Each headline screams about the shooting on Brighton Beach. Big stories like this are reported by everyone and everywhere. Big stories like this, especially a criminal one, is the best way to sell newspapers. Reporters walk around interviewing locals, trying to get as many quotes as possible depicting screaming and fear. I have read all of them looking for a small story behind a big one. A story, perhaps, about the responsibilities of city officials and the safety of ordinary taxpayers in Brighton Beach. A story with a silver lining.
Three years ago, when Brooklyn-Queens Day also brought thousands of people to Brighton Beach, I was told that no one expected such a crowd. The next year the story was almost the same. This year, there was a new little twist: I was told to blame Bloomberg because of budget cuts. It reminds me of the Soviet Union, where no one was able to take responsibility. I am not in the Soviet Union, thank God.
The 60th Precinct – which covers Brighton Beach and Coney Island – did not get any additional manpower on Brooklyn-Queens Day, despite the clear pattern of overcrowding from previous years. But on Friday – the day after the shooting – when Brighton Beach was almost empty, police cars from all over Brooklyn patrolled our streets.
What is it? Timing problems? Ignorance? Bad judgment?
And the problem is more than just a safety issue for beachgoers. It’s for businesses, too. More than 20 businesses rolled their gates down by 4 p.m. on Thursday – hours before the shooting even took place – as the large, unmanaged crowds roamed the streets, breaking storefront windows and scaring away potential shoppers.
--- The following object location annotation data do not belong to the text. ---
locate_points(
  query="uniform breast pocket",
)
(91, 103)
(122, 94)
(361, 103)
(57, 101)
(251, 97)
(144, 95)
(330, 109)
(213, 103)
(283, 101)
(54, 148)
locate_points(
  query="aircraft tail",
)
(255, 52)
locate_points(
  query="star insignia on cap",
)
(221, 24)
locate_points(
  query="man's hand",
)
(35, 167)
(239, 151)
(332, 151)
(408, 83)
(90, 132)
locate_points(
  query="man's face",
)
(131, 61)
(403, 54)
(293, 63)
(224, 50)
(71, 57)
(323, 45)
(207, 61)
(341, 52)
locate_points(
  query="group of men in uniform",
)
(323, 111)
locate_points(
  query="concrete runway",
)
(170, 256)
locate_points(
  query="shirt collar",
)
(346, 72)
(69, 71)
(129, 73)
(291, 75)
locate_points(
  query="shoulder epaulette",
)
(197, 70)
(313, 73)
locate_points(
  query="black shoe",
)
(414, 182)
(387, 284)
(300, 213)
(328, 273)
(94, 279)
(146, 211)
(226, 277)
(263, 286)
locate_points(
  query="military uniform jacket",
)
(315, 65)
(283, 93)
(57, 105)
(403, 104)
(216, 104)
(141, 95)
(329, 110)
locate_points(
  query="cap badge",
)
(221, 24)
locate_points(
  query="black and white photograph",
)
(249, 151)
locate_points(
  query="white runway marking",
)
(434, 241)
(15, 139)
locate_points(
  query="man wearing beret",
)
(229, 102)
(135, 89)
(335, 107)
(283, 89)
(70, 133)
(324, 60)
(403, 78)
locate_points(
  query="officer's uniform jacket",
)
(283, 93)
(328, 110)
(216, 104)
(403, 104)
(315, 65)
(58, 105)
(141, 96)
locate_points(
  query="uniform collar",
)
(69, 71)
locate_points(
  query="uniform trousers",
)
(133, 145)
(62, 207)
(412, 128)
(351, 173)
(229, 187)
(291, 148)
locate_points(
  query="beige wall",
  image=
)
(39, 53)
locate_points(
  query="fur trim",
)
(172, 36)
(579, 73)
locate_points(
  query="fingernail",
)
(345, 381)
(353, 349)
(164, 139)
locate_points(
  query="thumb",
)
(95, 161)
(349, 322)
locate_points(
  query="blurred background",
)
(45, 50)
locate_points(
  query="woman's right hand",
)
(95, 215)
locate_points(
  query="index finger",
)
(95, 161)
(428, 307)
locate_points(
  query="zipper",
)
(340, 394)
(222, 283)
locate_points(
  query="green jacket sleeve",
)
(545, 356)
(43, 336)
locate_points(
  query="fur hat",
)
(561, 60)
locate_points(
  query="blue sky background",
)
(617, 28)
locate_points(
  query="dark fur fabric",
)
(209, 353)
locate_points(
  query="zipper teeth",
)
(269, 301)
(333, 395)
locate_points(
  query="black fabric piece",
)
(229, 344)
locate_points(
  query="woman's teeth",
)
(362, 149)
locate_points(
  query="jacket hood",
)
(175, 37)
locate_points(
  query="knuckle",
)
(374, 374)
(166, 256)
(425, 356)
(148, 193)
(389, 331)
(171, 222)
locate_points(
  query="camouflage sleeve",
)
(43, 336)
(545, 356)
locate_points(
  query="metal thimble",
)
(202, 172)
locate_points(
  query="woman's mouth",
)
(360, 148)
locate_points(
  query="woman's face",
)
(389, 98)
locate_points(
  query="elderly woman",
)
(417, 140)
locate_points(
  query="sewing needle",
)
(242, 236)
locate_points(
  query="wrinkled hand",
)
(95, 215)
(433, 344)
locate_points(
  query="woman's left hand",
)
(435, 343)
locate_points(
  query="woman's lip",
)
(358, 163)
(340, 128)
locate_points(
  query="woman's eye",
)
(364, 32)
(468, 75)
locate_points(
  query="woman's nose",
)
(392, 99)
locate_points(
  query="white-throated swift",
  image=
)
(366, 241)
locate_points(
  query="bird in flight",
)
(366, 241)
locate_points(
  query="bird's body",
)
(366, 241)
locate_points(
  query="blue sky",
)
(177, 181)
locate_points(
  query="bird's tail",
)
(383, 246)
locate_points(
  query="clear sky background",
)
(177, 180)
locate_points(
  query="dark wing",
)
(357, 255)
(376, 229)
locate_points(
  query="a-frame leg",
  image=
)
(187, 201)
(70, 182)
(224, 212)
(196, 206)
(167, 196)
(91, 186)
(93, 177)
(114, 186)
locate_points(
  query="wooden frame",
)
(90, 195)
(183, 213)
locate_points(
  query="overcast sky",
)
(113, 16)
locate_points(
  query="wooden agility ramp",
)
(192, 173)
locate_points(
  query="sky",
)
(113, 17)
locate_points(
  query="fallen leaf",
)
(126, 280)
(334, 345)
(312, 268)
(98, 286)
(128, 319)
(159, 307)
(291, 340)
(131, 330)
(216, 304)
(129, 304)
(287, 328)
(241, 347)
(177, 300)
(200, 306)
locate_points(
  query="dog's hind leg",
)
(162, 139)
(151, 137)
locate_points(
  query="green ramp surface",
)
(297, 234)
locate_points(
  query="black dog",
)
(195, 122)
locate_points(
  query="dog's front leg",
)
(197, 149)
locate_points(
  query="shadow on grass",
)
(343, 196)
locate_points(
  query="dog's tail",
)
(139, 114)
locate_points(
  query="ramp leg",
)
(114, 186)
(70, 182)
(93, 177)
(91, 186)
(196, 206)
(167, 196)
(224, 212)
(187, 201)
But if the shooting had not happened, no one would care about these businesses. Last year and the year before there were no stories. Closed businesses are nothing to write about; it doesn’t sell.
I walked along Brighton Beach on Friday and there was plenty of parking. Would you believe it? Friday afternoon, summer time and plenty of parking? I was looking around, seeing beautifully done windows with posters offering discounts… and stores almost entirely empty of customers. It made me angry. I am still angry!
I received a number of phone calls, e-mails and visitors on Friday. Everything was about the same topic: the safety of Brighton Beach and who is responsible for yesterday’s madness. At the end of the day, I don’t know, and I am trying to find a solution. Hopefully, I will. But we all know that Brighton Beach is not about violence and crime. Overall, it’s a safe community with a thriving business district. But stories like this shooting – rare exceptions to the Brighton Beach experience – scare shoppers off for weeks or longer. Our businesses need your help. Please come, support us, and see for yourself that Brighton Beach remains a safe place to shop.
Brighton Beach BID
Correction: The original intro to this article incorrectly identified the 61st Precinct as covering Brighton Beach. It has been corrected. (6:16 p.m.)